Congress currently is considering the Department’s Fiscal Year (FY) 2008 Budget request for $9 billion in loan guarantee authority and $8.4 million to run the Loan Guarantee office. Both of these actions are important for the successful execution of this program. DOE’s issuance of additional loan guarantee program solicitations is dependent on receiving adequate additional authorization from the Congress and funding for the operation of its Loan Guarantee program office.
Today’s announcements build on months of action by DOE to implement its loan guarantee program. In August 2006, DOE issued a solicitation inviting pre–applications for up to $2 billion in loan guarantees. By the December 31, 2006 deadline for this solicitation, DOE received 143 pre–applications requesting more than $27 billion in loan guarantee protection (for project costs estimated at more than $51 billion).
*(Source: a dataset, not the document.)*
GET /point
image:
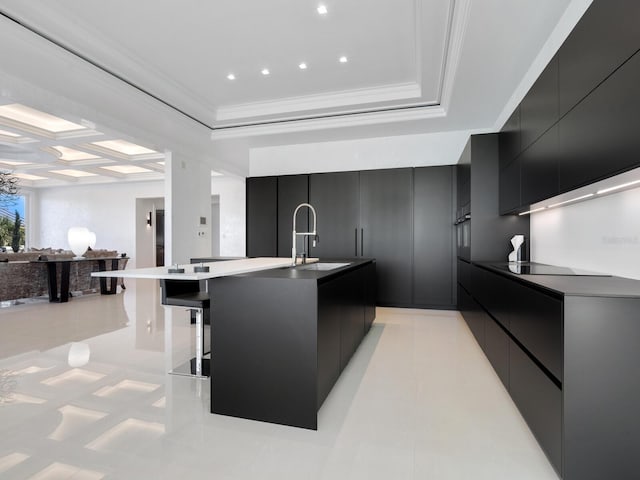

The 16 pre-applicants invited today to submit full loan guarantee applications for review must inform DOE by October 30, 2007 if they plan to submit a full application. The applications received will undergo disciplined and rigorous reviews, necessary to take proper account of the potential risks of a project. The full application review will be subject to the final regulations issued today. The decision to issue loan guarantees will depend on the merits and benefits of particular project proposals and their compliance with statutory and regulatory requirements. The pre-applicants not selected to submit full applications from this solicitation can reapply for future solicitations, for which their project is eligible.
The following is a summary of some of the 16 projects and sponsors invited to submit full applications.
Advanced Fossil Energy Projects
- Mesaba Energy Project (MEP-I, LLC): Integrated Gasification Combined Cycle (IGCC) Plant Minnesota is the proposed location for this project, which plans to build a state-of-the-art IGCC plant that would allot space in its design for CO2 capture and storage.
- Mississippi Power Company: IGCC Plant: Mississippi is the proposed location for this project, which plans to build an IGCC plant that would commercialize a first-of-its-kind application.
The above two IGCC projects would allow for potential CO2 capture in the future, would provide state-of-the-art emission controls far exceeding the emission level requirements specified in Section 1703 of the Energy Policy Act of 2005 and would help reduce cost and increase fuel flexibility of IGCC technology.
- TX Energy, LLC: Coal to Synthetic Gas IGCC Plant: Texas is the proposed location for this project, which plans to commercialize a new polygeneration gasification facility that can isolate a significant concentrated stream of CO2 while producing large amounts of power and methanol.
Industrial Energy Efficiency Projects
- GR Silicate Nano Fibers and Carbonates: Washington is the proposed location for this project, which plans a highly energy efficient process for manufacturing paper.
- Sage Electrochromics: Electrochromic Window Manufacturing Project: Minnesota is the proposed location for this project, which plans to develop a manufacturing facility that would produce energy-efficient windows for the commercial and residential building sectors.
Solar Energy Projects
- Luz II: Nevada is the proposed location for this project, which plans to develop a highly efficient large-scale power project using concentrated solar-thermal technology.
- Solyndra, Inc.: California is the proposed location for this project, which plans to manufacture highly efficient thin-film photovoltaic modules.
Electricity Delivery And Energy Reliability Project
- Beacon Power: Massachusetts is the proposed location for this project, which plans to develop a system that will enhance peak performance of electric generation over the power grid.
Following funding and authorization for the program in February 2007, the DOE has established a Credit Review Board to make recommendations to the Secretary of Energy on loan guarantees; named an office director and technical and financial experts to work in the Loan Guarantee program office; and developed guidelines for the financial and technical review of loan guarantee applications.